Appendix D: Key Studies Referenced in This Book

This appendix provides annotated descriptions of the primary research studies most frequently cited throughout the book. For readers who want to go beyond the summary level and engage with the original science, each entry includes the full citation, a plain-language summary of the key finding, an evidence grade consistent with the system described in Appendix A, and notes on the replication status of the finding.

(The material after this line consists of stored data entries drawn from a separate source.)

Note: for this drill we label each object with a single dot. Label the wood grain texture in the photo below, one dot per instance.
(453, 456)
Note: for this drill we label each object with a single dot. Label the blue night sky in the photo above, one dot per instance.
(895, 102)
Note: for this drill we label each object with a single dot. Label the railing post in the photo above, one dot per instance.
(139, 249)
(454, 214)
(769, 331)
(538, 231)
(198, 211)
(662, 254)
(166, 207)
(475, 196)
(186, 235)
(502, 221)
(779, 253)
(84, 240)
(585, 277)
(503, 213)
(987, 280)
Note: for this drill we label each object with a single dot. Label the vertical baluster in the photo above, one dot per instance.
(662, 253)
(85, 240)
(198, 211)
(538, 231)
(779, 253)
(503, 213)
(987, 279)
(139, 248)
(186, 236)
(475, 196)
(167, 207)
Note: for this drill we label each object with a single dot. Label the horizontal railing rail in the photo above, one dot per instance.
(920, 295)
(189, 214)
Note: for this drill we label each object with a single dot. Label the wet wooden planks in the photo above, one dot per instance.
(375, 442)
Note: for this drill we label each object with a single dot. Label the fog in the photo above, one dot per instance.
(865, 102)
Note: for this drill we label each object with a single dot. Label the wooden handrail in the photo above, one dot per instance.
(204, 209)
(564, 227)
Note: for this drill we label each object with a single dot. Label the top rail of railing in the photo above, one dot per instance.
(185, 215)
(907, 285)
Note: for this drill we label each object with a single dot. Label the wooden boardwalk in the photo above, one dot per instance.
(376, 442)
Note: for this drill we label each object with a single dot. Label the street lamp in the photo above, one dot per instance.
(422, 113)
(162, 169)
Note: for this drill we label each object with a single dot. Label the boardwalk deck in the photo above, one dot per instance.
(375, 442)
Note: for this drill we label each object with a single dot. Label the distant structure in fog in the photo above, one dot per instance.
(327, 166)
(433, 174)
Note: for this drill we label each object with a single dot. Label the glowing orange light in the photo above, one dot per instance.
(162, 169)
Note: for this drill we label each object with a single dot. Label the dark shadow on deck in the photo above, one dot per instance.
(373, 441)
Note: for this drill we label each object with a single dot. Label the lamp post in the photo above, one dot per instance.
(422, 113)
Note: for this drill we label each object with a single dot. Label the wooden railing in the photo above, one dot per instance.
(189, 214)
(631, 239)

Studies are organized by topic. Within topics, entries are roughly chronological to show how understanding developed over time.


Memory and Forgetting

Ebbinghaus, H. (1885/1913). Memory: A contribution to experimental psychology. Teachers College, Columbia University.

What it found: Hermann Ebbinghaus, a German psychologist, studied his own memory systematically for years using lists of nonsense syllables. He documented what he called the "forgetting curve" — the exponential decay of memory over time — and also discovered the "spacing effect": material studied in distributed sessions was retained far better than material studied in a single concentrated session. This is, by modern standards, single-subject research with serious methodological limitations. Its historical importance lies in being the first systematic empirical study of memory.

Evidence grade for the forgetting curve: [Evidence: Strong] — The general shape has been replicated continuously for 140 years. Evidence grade for the spacing effect: [Evidence: Strong] — Extensively replicated; see Cepeda et al. (2006) below. Replication status: The qualitative findings are robust; the specific quantitative parameters of Ebbinghaus's curve do not generalize well because the material (nonsense syllables) is atypically easy to forget.


Atkinson, R. C., & Shiffrin, R. M. (1968). Human memory: A proposed system and its control processes. In K. W. Spence & J. T. Spence (Eds.), The psychology of learning and motivation (Vol. 2, pp. 89–195). Academic Press.

What it found: The multi-store model of memory proposes three sequential stores: sensory memory (extremely brief, high capacity), short-term memory (limited capacity, rapid decay), and long-term memory (effectively unlimited capacity and duration). Information moves from sensory to short-term through attention, and from short-term to long-term through rehearsal.

Evidence grade: [Evidence: Moderate] — The three-store architecture captures something real, but the model is now considered a first-generation framework. Working memory (see Baddeley & Hitch below) provides a more accurate account of short-term processes, and long-term memory is known to have more structure than the model implies. Replication status: The model itself is a theoretical framework rather than a single empirical claim. Its components have been supported and refined rather than refuted.


Baddeley, A. D., & Hitch, G. (1974). Working memory. In G. H. Bower (Ed.), The psychology of learning and motivation (Vol. 8, pp. 47–89). Academic Press.

What it found: Baddeley and Hitch proposed that what Atkinson and Shiffrin called "short-term memory" is actually a multi-component working memory system with a central executive (attentional control), a phonological loop (verbal and acoustic information), and a visuo-spatial sketchpad (visual and spatial information). A fourth component, the episodic buffer, was added by Baddeley in 2000.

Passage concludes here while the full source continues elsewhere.